The maternal effects of haemosporidian infection in red-winged blackbirds
Haemosporidia , Red-winged blackbird , maternal effects
Vector borne diseases present a substantial selective pressure to many animals, as they can impose direct fitness costs and intensify trade-offs between immune function and other life history traits, like reproduction. Haemosporidian parasites, a family of blood-borne parasites that include the causative agent of malaria (Plasmodium spp), are spread by insect vectors. In populations with endemic malaria, chronic infection can have a significant impact on individuals through changes to physiological condition, reproductive success, and survival. In addition to the individual effects on host physiology and success, there can also be associated impacts on the offspring of the host, where maternal infection can affect offspring in both negative and adaptive ways. The maternal effects of malaria on wild populations have not been studied extensively through experimental means, though they could play an important role in offspring success and phenotypic expression in future generations. We estimated the maternal effects of chronic haemosporidian infection in free-ranging red-winged blackbirds by medicating females with antimalarial medication or a control solution before reproduction. We measured egg mass, hatching success, and fledging success for each female, and a suite of measures to determine nestling condition.
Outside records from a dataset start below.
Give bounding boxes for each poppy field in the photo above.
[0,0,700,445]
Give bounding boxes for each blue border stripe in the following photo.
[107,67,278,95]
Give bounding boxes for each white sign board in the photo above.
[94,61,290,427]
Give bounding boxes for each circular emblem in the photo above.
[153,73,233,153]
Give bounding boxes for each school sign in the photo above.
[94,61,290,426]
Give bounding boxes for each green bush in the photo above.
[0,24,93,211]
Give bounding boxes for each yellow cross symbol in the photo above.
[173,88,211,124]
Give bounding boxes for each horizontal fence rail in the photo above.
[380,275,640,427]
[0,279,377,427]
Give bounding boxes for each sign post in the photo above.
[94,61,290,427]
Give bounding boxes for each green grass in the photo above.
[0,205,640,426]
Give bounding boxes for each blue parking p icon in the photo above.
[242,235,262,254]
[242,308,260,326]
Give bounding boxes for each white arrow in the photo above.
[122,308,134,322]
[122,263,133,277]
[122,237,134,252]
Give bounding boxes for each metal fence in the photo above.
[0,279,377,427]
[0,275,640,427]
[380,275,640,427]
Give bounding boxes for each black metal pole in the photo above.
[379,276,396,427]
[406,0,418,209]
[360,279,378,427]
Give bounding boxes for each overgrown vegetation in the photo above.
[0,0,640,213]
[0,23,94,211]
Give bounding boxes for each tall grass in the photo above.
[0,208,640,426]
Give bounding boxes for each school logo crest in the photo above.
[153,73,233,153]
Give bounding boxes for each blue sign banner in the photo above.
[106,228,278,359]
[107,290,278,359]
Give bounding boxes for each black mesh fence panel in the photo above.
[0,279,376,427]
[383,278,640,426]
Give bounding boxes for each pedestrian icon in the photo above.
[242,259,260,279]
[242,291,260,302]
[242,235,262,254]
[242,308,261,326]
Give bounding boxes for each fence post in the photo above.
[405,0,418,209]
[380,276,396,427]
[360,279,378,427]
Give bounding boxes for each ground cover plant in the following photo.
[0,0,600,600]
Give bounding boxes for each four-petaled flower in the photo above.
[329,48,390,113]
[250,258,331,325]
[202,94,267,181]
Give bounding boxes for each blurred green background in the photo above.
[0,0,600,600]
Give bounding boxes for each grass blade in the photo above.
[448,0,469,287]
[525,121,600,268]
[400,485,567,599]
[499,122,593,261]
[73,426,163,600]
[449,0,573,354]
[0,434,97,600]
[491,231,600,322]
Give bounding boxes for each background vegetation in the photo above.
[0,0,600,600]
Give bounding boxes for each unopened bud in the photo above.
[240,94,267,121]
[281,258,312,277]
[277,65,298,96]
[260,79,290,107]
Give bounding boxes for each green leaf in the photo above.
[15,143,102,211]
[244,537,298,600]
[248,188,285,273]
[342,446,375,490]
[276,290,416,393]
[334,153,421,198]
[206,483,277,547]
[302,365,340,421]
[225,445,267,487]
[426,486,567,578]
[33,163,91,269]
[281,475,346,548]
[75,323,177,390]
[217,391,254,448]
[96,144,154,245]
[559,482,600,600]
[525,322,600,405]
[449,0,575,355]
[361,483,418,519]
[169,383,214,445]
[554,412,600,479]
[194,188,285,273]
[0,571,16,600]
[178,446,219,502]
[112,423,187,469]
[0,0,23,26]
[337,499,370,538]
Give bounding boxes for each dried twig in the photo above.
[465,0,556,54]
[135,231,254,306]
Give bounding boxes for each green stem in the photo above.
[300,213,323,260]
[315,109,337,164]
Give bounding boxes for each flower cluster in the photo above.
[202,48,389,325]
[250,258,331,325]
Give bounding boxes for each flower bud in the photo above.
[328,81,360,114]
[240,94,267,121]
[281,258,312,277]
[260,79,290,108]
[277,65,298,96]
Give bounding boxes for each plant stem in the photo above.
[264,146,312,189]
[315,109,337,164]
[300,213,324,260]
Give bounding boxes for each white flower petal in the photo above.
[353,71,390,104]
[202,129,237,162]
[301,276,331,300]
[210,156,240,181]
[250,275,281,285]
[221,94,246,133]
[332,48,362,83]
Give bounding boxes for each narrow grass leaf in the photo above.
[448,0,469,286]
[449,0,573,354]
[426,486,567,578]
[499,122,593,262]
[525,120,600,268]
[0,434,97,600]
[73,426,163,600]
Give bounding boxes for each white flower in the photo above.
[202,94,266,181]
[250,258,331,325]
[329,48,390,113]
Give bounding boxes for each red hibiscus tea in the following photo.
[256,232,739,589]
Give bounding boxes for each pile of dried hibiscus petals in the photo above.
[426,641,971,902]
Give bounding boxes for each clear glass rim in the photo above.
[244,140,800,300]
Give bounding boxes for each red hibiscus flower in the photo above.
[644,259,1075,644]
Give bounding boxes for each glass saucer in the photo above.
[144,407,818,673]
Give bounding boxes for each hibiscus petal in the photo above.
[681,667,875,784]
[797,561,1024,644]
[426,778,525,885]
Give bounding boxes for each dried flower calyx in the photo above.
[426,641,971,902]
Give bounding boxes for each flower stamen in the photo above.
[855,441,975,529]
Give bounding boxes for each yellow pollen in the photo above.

We found that females who received antimalarial medication laid heavier eggs, and fledged more young per nest, but we did not detect differences in hatching success between groups. We also found that nestlings from medicated mothers were heavier, and had higher haematocrit and lower plasma glucose when females were in good condition before treatment. This is one of the first studies to experimentally quantify the maternal effects of chronic malaria infection on offspring condition in birds, and one of few studies to describe fitness effects of chronic maternal infection in a population with endemic haemosporidian infection. This study demonstrates that the maternal effects of infection have the potential to shift individual and population phenotypes through changes to offspring size and physiological condition as a result of chronic maternal infection. Understanding the effects of maternal infection on offspring condition and fitness furthers our knowledge of the maternal effects of disease, which will continue to be important as pathogens colonize new areas and naïve hosts.